Documentation
Add-ons

AWS Parameter Store

Sync your secrets to AWS Parameter Store when an environment variable is changed.

Step 1

Navigate to the add-ons page. Click AWS Parameter Store. Then click Connect AWS Secrets.

Step 2

On the next page, generate your AWS IAM User and paste in the credentials.

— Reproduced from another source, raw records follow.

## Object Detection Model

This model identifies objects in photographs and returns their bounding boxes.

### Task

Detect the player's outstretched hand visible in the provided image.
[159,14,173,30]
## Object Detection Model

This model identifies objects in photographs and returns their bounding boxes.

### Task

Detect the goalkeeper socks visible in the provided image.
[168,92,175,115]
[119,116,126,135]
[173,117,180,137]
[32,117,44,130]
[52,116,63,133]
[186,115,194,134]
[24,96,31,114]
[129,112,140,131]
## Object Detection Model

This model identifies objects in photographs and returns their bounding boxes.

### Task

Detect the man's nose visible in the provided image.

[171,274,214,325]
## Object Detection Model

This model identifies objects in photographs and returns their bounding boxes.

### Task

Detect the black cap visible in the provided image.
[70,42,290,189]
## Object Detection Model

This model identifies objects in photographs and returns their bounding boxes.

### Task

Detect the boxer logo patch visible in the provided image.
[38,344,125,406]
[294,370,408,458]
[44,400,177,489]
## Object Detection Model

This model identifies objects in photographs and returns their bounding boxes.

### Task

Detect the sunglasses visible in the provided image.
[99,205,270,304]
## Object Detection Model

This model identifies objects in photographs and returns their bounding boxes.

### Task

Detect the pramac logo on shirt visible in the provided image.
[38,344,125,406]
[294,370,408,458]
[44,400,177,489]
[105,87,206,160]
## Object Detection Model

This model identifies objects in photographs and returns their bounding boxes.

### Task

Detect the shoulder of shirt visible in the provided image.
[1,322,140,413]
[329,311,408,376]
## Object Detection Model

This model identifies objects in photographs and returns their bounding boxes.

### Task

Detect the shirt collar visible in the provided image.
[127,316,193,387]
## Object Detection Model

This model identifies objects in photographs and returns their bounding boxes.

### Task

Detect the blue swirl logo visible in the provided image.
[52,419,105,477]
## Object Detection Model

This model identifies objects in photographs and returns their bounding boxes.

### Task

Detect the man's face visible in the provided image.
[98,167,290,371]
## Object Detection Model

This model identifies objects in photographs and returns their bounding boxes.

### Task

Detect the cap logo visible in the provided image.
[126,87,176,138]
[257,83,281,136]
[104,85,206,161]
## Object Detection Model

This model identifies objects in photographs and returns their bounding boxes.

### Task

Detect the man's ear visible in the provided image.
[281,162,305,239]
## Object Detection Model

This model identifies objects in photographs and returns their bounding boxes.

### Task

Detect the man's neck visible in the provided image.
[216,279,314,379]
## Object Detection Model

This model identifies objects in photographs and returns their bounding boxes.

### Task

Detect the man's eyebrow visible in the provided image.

Important: The AWS IAM user must have correct permissions. Below is an example. Modify for your security needs.

example iam user policy

{
    "Version": "2012-10-17",
    "Statement": [
        {
            "Effect": "Allow",
            "Action": [
                "ssm:PutParameter",
                "ssm:DeleteParameter",
                "ssm:GetParameterHistory",
                "ssm:GetParametersByPath",
                "ssm:GetParameters",
                "ssm:GetParameter",
                "ssm:DeleteParameters",
                "ssm:DescribeParameters"
            ],
            "Resource": "*"
        }
    ]
}

Step 3

Lastly, set up the AWS Parameter Store config path and region.

If successful, you'll have a keys and values in AWS Parameter Store that looks like the following:

That's it! Your secrets are now synced to AWS Parameter Store and will continue to stay in sync when you modify your secrets.

Thank you for using Dotenv with AWS Parameter Store.